We have all heard the phrase “missing the forest for the trees.” That tunnel vision is, sadly, predominant in trials – lawyers miss the big picture by focusing on only one aspect of an argument or objection; and judges, guided to the narrower perspective, almost always are then drawn away from the big picture.
This occurred in a trial as reported in a recent Pennsylvania Superior Court OPINION. The tunnel vision view left in place an egregious misstatement of law – that a criminal defense attorney may be precluded from even mentioning the elements of the charged offenses during closing argument. Here, verbatim, is what the OPINION related:
[T]he record belies Appellant’s claim that he was precluded from arguing self-defense to the jury. In his brief, Appellant contends that the following exchange reflects that the trial court prevented him from arguing self-defense:
In fact, the trial court cut off trial counsel during his closing argument when he mentioned reasonable doubt and then again when he asked for a clarification of the court’s ruling and whether he could at least discuss the elements of self-defense in his summation to the jury. Specifically, during the defense’s closing, the following discussion took place:
[Appellant’s Counsel]: …in order to find the Defendant guilty of this charge, you must find that the Commonwealth has proven beyond a reasonable doubt-
THE COURT: [Counsel], I will instruct the jury in the law, and I’ve made that clear.
[Appellant’s Counsel]: Can I go through the elements, Your Honor?
THE COURT: I will instruct the jury in the law. Continue. (T.T. at 244).
Appellant’s Brief at 18. We fail to see how this exchange prohibited Appellant from arguing self-defense in the closing argument. Rather, the trial court merely clarified that the court, not Appellant’s counsel, would instruct the jury on the law. We conclude that Appellant’s claim of error is without merit.
So what is the forest in this small thicket of trees? The trial lawyer, so focused on wanting to argue self-defense, did not realize that their own words never raised that defense but instead went to the prosecution burden of proof. And the trial judge interposed a ruling that also never went to that issue.

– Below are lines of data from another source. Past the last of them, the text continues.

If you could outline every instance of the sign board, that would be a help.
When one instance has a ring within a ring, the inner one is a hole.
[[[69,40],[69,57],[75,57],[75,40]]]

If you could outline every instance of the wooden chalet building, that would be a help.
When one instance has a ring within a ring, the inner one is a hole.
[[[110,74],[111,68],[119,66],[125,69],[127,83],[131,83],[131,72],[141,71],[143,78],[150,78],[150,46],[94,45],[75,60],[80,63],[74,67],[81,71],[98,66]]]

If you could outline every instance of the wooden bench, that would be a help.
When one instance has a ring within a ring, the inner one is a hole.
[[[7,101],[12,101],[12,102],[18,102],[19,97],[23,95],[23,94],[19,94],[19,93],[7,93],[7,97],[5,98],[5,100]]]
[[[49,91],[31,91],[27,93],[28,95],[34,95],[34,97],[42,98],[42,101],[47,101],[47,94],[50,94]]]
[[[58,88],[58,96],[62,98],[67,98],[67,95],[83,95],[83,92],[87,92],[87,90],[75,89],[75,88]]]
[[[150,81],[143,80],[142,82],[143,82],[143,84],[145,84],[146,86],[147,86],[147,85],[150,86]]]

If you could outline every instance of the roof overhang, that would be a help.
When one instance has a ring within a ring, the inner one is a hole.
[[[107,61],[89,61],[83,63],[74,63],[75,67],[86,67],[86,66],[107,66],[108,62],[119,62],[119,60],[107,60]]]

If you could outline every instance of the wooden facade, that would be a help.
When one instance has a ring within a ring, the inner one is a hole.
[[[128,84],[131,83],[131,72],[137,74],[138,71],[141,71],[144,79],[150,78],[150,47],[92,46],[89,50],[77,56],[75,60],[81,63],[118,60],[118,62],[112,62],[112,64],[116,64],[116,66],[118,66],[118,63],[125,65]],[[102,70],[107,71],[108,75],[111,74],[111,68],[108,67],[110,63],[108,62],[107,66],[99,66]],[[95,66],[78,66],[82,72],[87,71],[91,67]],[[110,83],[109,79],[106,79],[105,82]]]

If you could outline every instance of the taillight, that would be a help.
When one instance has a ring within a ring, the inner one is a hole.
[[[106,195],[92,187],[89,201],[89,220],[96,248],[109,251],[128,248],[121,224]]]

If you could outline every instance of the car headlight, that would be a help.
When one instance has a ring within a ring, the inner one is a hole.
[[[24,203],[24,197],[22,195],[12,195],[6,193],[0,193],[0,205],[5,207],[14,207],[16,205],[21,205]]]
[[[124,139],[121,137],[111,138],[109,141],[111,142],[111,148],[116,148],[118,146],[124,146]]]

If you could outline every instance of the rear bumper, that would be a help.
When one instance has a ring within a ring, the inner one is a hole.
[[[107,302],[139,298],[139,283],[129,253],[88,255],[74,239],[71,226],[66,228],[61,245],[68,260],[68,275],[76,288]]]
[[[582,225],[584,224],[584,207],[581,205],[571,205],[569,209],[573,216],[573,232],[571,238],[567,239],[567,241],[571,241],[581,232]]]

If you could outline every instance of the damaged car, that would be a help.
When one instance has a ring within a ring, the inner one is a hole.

But the tunnel vision is worse, and it is that of the appellate court. Without discussion, it approved a trial judge’s ruling that a criminal defense lawyer may not even mention the elements of the charge(s) when challenging whether the prosecution has proved its case:
[Appellant’s Counsel]: Can I go through the elements, Your Honor?
THE COURT: I will instruct the jury in the law. Continue. (T.T. at 244).
This is remarkable. Admittedly, an appellate court is tasked with addressing only preserved claims; but nothing would have prevented it from noting how wrong the trial judge’s directive was.
The Constitution says otherwise:
[Historically, whatever other procedural protections may have been lacking, there was no absence of debate on the factual and legal issues raised in a criminal case…
It can hardly be questioned that closing argument serves to sharpen and clarify the issues for resolution by the trier of fact in a criminal case. For it is only after all the evidence is in that counsel for the parties are in a position to present their respective versions of the case as a whole. Only then can they argue the inferences to be drawn from all the testimony, and point out the weaknesses of their adversaries’ positions. And for the defense, closing argument is the last clear chance to persuade the trier of fact that there may be reasonable doubt of the defendant’s guilt.
Herring v. New York, 422 U.S. 853, 860-862, 95 S. Ct. 2550, 2554, 45 L. Ed. 2d 593, 599-600, 1975 U.S. LEXIS 84, *12-13
The lessons are simple. Lawyers must preserve objections to the actual issue at hand; they ought not appeal a different issue from that preserved; trial judges may not preclude lawyers from mentioning the law; and appellate courts should never let such egregious misstatements of law go without comment.